Crystallization behavior and magnetic properties of Cu-containing Fe–Cr–Mo–Ga–P–C–B alloys

Abstract

Multicomponent Fe65.5Cr4Mo4Ga4P12C5B5.5 amorphous alloy is known to have good soft magnetic properties combined with large glass-forming ability. Searching for a nanocrystalline structure that could improve its magnetic properties, Cr and Mo were partially substituted by Cu. The devitrification process of Cu-containing alloys shows an additional broad crystallization event that can be described by an Avrami law, with an exponent close to unity, typical for nanocrystallization phenomena. The microstructure of the nanocrystalline alloys consists of Fe(Ga) nanocrystals with a mean grain size of 5–10nm embedded in an amorphous matrix.
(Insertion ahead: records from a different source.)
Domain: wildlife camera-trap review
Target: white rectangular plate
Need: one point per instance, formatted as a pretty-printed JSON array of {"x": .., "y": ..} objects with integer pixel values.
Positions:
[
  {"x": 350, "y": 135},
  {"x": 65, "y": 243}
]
The maximum crystalline volume fraction achieved at the end of the nanocrystallization process was found to be of around 20% and for alloys with high Cu content a number of crystals of larger size (∼40nm) were observed. The combined use of x-ray diffraction and Mössbauer spectrometry allowed to estimate the compositions of both the nanocrystalline grains and the amorphous residual phase of nanocrystalline alloys. The complex hyperfine structure of the studied alloys at the end of the nanocrystallization process was characterized.